Maryland Ranks 11th in Bike Friendliness

By Carrie Madren

We’ve all been that driver, cruising along and then suddenly bearing down on a cyclist who is slowing us down to an unbearable speed. Many of us have been that bicyclist, hugging the white line for dear life, all the while trying to maintain a decent speed and keenly aware of the two tons of metal machinery tailing us.

Cars are king of the road, but motorized vehicles — though usually the fastest and easiest way to get from Point A to Point B — contribute to traffic, pollution and a sedentary lifestyle. Bicycles, on the other hand, emit nothing, use nothing but human energy, can replace a car for many needs and increase exercise. Unfortunately, many roads are dangerous for bicyclists, and riders who want to stick to bike paths must go out of their way to safely make it to their destination.

In a watershed with more than 16.6 million people — and growing by about 157,000 people per year, according to the Chesapeake Bay Program — how we get around deserves serious thought and planning. Transportation affects our quality of life, environment, finances and resources. With our numbers set to increase to nearly 20 million neighbors by 2030, getting more people on bicycles could be one answer to transportation problems. And if people are willing to take to the bicycle, let’s make that easier.

Currently, dare to bike to work and you’ll likely encounter cement curbs keeping you in busy traffic lanes, sense impatient drivers riding your back wheel or have to weave through traffic to make a left turn. If you’re lucky enough to find a dedicated bike lane, you may find it coming to an abrupt end well before your destination. Though brave bicyclists do take to the roads in city and country — and regularly defend their right to be there — more would use bicycling as a transportation option if our road network were more bicycle-friendly, laws were more widely known and if bike racks abounded.

Each year, the League of American Bicyclists ranks every state in terms of bike friendliness. In 2010, Delaware dropped one rank to 10th with Maryland ranking 11th; Virginia dropped to 18th, New York dropped to 36th and Pennsylvania fell way behind at 42nd in the country. In each of the Mid-Atlantic States, however, bicyclists are banding together to advocate safer roads, bike paths and better laws.

As more cyclists take to the roads, safety is key; teaching drivers, as well as law enforcement officers, the nuances of law would help keep roads safer. Motorists misjudging the space required to pass a bicyclist and motorists turning into the path of an approaching bicyclist are two of the most common causes of bicycle crashes. Sadly, it only takes a slight swerve to end in a fatality.

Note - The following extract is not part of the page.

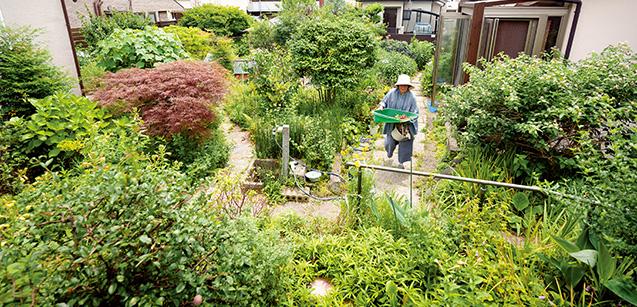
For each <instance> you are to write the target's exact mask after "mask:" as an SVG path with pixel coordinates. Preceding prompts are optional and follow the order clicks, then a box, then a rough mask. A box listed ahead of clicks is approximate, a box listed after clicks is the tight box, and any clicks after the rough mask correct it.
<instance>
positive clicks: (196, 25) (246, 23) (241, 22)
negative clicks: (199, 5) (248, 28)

Municipalities, developers and cities should work together and invest in bike paths (bonus points for permeable surfaces) that run alongside major roads or create shortcuts to major areas, and are connected in a way that makes cyclists feel less like they’re playing Frogger and more like they’re commuting in a legitimate way.

Creating laws to make roads safer, as well as to fund bicycle-friendly projects, is the job of state legislators. In Maryland, the General Assembly just passed rules that require vehicles passing a bicyclist to give the rider at least a three-foot buffer (a similar law failed in Virginia’s General Assembly, and a four-foot buffer law stalled in Pennsylvania’s General Assembly). Maryland legislators voted to require cars turning across a marked bicycle lane to yield right of way to cyclists. Because bike theft is a huge problem for people who use their bicycles to get around, New York state government is considering legislation that would establish a bike theft prevention awareness and education program.

There are more glimmers of hope on the horizon from local governments and groups: In both Arlington, Va., and Washington, D.C., a new bike sharing system will provide 1,100 bikes in some 100 stations in DC and 14 stations in Arlington to members; memberships will cost $80 annually or $5 daily plus usage fees. In New York, the Capital Region Bike Rack Program now provides free bike racks to public and non-profit organizations, up to a $1,000 value, a 50% cost-share for bike racks for the private sector. And in Philadelphia, Pa., bikers finally get some love with the Philly Pedestrian and Bike Path Plan, which will expand the bikeway network and help promote a wider acceptance of bicycling as a transportation mode.

Carrie Madren writes about environmental issues, Chesapeake life and sustainable living. She lives in Olney, Maryland. Distributed by Bay Journal News Service.